With 3,300 exhibitors occupying 930,000 square feet under one roof this year, it seemed like business as usual at the MAGIC fashion trade show held in Las Vegas this past August. But underscoring the sales activity, there was quite a bit of buzz about the most significant issue the U.S. textile and apparel industry has had to contend with in some time.
January 1, 2005 is being touted in some circles as this industry’s D-Day. Come the beginning of next year, all quotas restricting textile and apparel trade between World Trade Organization member countries are slated to be eliminated.
So what’s the big deal, you ask? According to the WTO’s August report, China and India – already known for their high-volume, low-cost clothing manufacturing industries – stand to almost triple their combined share of the U.S. clothing market. The report predicts that China’s take will leapfrog from 16% to 50%, while India will experience a bump from 11% to 15%. (Not surprisingly, there were four different seminars held at the show, each doling out advice to manufacturers on how to operate in the post-quota world.)
Opponents, namely U.S. textile and apparel manufacturers based in the cotton-rich Southern States, say lifting the quotas will effectively destroy the U.S. industry as we know it. China will flood the market with cheap clothes, driving down prices and putting companies out of business and a lot of people out of work. Accordingly, the industry has mounted a formal campaign to have the U.S. government petition the WTO to extend the quotas until at least 2008, but industry speculation suggests the motion is unlikely to succeed.
Apparel licensees and licensors in the kids business are taking a wait-and-see position. Doug Lo, VP of sales for ShoPro’s Sonic X licensee Top Heavy, says it’s not clear how the post-quota landscape will shape up, and there are rumblings that some yet-to-be-determined categories will keep their quotas. ‘There’s a lot of cooks in the kitchen,’ he says wearily, ‘but no master chef right now.’
Lo says that Chinese product flooding the market is a real possibility, particularly in the sportswear industry. But it’s a different story for the licensed tee business. ‘In the T-shirt world, speed is life,’ he says. Top Heavy produces most of its goods with Mexican manufacturers who assemble the clothes using U.S. components. And Lo says Mexico’s geographical closeness to the U.S. market is key because it means quicker turnaround times and shipping.
If you’re looking at sourcing in China, you have to count on a minimum of 14 days to ship the goods. That’s just not quick enough to accommodate rapidly changing styles and fashion, says Lo, and he doesn’t think that the Mexican industry will fare as badly as WTO predicts. (Its report says Mexico’s market share will fall from 10% to 3%). That said, plummeting price-points remain a concern.

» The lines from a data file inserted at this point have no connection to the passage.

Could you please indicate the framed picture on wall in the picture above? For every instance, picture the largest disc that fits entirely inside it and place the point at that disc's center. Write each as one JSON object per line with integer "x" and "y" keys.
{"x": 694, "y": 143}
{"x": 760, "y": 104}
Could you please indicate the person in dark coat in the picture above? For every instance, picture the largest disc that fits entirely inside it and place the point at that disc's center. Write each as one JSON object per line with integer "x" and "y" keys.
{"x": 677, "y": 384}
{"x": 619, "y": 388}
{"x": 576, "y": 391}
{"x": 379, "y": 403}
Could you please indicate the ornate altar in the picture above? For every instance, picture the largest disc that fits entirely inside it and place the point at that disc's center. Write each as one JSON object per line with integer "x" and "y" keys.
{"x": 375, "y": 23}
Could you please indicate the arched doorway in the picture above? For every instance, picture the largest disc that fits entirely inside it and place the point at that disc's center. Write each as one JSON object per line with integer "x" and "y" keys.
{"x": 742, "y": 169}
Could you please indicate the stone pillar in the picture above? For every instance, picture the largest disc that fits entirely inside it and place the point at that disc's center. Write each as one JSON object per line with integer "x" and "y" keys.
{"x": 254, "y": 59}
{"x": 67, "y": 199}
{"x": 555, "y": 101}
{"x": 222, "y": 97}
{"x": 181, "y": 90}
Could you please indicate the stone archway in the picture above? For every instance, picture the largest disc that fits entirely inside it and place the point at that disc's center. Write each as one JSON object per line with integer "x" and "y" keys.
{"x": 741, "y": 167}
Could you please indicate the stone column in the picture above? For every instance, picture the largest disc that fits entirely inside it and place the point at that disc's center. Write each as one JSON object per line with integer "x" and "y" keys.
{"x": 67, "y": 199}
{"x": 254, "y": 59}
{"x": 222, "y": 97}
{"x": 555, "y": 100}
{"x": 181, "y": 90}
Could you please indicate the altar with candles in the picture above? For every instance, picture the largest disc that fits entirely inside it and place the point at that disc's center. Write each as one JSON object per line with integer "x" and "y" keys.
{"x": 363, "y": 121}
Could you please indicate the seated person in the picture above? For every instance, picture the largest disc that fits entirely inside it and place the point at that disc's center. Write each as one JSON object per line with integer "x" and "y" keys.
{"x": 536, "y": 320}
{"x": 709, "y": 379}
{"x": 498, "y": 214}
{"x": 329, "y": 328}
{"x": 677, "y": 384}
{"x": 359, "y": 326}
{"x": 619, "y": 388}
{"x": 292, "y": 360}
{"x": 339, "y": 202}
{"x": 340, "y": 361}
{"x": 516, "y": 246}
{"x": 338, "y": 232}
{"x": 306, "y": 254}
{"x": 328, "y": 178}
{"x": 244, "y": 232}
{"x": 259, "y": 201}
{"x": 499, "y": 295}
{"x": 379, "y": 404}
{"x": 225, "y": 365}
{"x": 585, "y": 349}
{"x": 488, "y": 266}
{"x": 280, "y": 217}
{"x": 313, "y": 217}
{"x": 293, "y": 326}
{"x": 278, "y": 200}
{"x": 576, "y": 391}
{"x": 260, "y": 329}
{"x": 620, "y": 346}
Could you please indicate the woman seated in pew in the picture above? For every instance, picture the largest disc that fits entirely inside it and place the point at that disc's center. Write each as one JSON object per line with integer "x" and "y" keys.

Lou Shalam, president of New York’s Freeze, which holds licenses to big-name properties such as SpongeBob SquarePants, Looney Tunes and Bratz, is also wary of what the termination of quotas will do to the apparel retail market. Lower prices, he says, means companies will have to move considerably more volume to make up sales margins. In addition to that, it’s going to take a while to sort out the apparel manufacturing landscape in China. While overseas sourcing is common now, a lot more factories are bound to start springing up there, and North American companies are going to have to figure out which new outfits are producing quality goods. It’s going to be a steep learning curve.
Both Lo and Shalam don’t expect the impending changes will have much impact on licensing agreements. ‘Licensors will continue to get their 10% to 12% royalty,’ says Lo. And licensors, for the most part, agree.
Warner Bros. Consumer Products VP of apparel & accessories Maribeth Towers-Toth says the quotas will affect licensees in terms of sourcing options, but she’s not changing the way she structures deals. Joy Tashjian, president of Joy Tashjian Marketing Group, is also in business-as-usual mode, but does issue a note of caution to licensors unfamiliar with F.O.B. (freight on board) royalty agreements in apparel.
As China increases output and licensees begin to source more apparel there, Tashjian says big retailers will have more clothes shipped directly from the Chinese factories, cutting out North American distributor fees and making for a lower wholesale price – much like they do with toys now. Toy F.O.B. royalty rates are traditionally higher than domestic rates to compensate for lower wholesale prices. Tashjian says licensors need to start making sure that they account for that F.O.B. possibility in their royalty structure on apparel deals, or they’ll see their royalty incomes shrink.